Mamadou Sèye
31 juillet 2023 – 31 juillet 2025. Deux ans, jour pour jour. Il y a deux ans, Ousmane Sonko entrait en prison. Son parti, le PASTEF, était dissous dans un climat de fer et de feu. Les mêmes rues où ses militants scandaient son nom résonnaient alors de sirènes, de gaz lacrymogènes et de cris étouffés.
Et voici que, ce 1ᵉʳ août 2025, au Grand Théâtre de Dakar, le même homme, devenu Premier ministre, présente devant la Nation le plan de redressement national, sous la présidence effective de Bassirou Diomaye Faye.
Quelle ironie. Et quelle leçon.
Ce basculement n’est pas seulement une revanche individuelle ; il est la démonstration d’une chose essentielle : les idées survivent aux prisons. On peut dissoudre un parti, enfermer un homme, bâillonner une voix ; mais quand un peuple porte une aspiration, aucune porte de cellule n’est assez solide pour l’enfermer.
Aujourd’hui, le duo Diomaye-Sonko se tient là où, il y a deux ans, nul n’aurait parié les voir : au sommet de l’Etat, avec une responsabilité immense : celle de transformer une révolte en projet.

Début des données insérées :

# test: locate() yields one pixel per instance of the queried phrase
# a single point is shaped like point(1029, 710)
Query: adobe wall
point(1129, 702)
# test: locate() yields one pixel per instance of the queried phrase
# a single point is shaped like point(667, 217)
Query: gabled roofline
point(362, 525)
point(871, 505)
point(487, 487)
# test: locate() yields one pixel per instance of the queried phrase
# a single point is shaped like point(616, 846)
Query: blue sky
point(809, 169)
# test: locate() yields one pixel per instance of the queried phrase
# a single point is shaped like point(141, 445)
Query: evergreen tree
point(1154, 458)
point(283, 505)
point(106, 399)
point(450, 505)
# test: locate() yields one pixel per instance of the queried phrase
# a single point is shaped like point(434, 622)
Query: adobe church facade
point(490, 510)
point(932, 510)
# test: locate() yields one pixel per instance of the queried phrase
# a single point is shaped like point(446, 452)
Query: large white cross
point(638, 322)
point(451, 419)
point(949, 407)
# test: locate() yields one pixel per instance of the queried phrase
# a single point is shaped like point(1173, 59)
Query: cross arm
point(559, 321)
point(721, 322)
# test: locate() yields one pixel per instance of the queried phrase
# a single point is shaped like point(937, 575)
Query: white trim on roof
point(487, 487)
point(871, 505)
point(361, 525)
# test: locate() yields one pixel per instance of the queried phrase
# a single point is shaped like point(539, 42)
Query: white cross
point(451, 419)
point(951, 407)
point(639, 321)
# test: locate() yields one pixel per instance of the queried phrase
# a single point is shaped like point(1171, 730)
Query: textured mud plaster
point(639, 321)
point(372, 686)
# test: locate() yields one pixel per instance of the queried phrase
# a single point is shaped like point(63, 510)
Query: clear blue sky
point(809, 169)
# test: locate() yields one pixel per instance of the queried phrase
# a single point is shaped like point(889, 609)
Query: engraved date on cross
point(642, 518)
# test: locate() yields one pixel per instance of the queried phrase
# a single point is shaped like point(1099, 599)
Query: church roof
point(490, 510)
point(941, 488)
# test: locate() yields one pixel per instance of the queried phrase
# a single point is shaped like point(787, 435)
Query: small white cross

C’est là que l’histoire devient exigeante. Parce qu’après les slogans vient l’épreuve des faits. Après la colère vient la construction. Après le refus vient la proposition.
Ce plan de redressement national sera jugé non pas sur la poésie des mots, mais sur la fermeté des actes. Le pays attend une rupture réelle : justice, emplois, souveraineté, dignité. Et il ne pardonnera pas l’inaction ou les demi-mesures. Ceux qui hier étaient les victimes du système sont désormais comptables de chaque minute passée au pouvoir.
La symbolique est puissante : le temps de la plainte est clos, commence celui de la responsabilité. L’excuse de l’héritage ne durera qu’un temps ; très vite, l’opinion exigera des résultats. L’histoire, elle, n’aura pas d’indulgence : ou bien cette séquence sera celle du redressement, ou bien elle ne sera qu’un épisode de plus dans le long roman des désillusions africaines.
Le chemin est étroit. Mais la chance qui s’offre à eux est unique. Ce pouvoir, ils ne l’ont pas reçu en cadeau : ils l’ont conquis au prix du sang et des larmes. Il leur a été donné par la force d’un peuple décidé à ne plus subir. La force d’un peuple les a portés ; la colère d’un peuple peut les renverser.
Ce matin-là, au Grand Théâtre, la scène va être saisissante : l’homme qu’on avait tenté de réduire au silence parlera , et cette fois pour gouverner. Et chacun, dans le pays, mesure à quel point deux ans peuvent suffire à renverser tous les destins.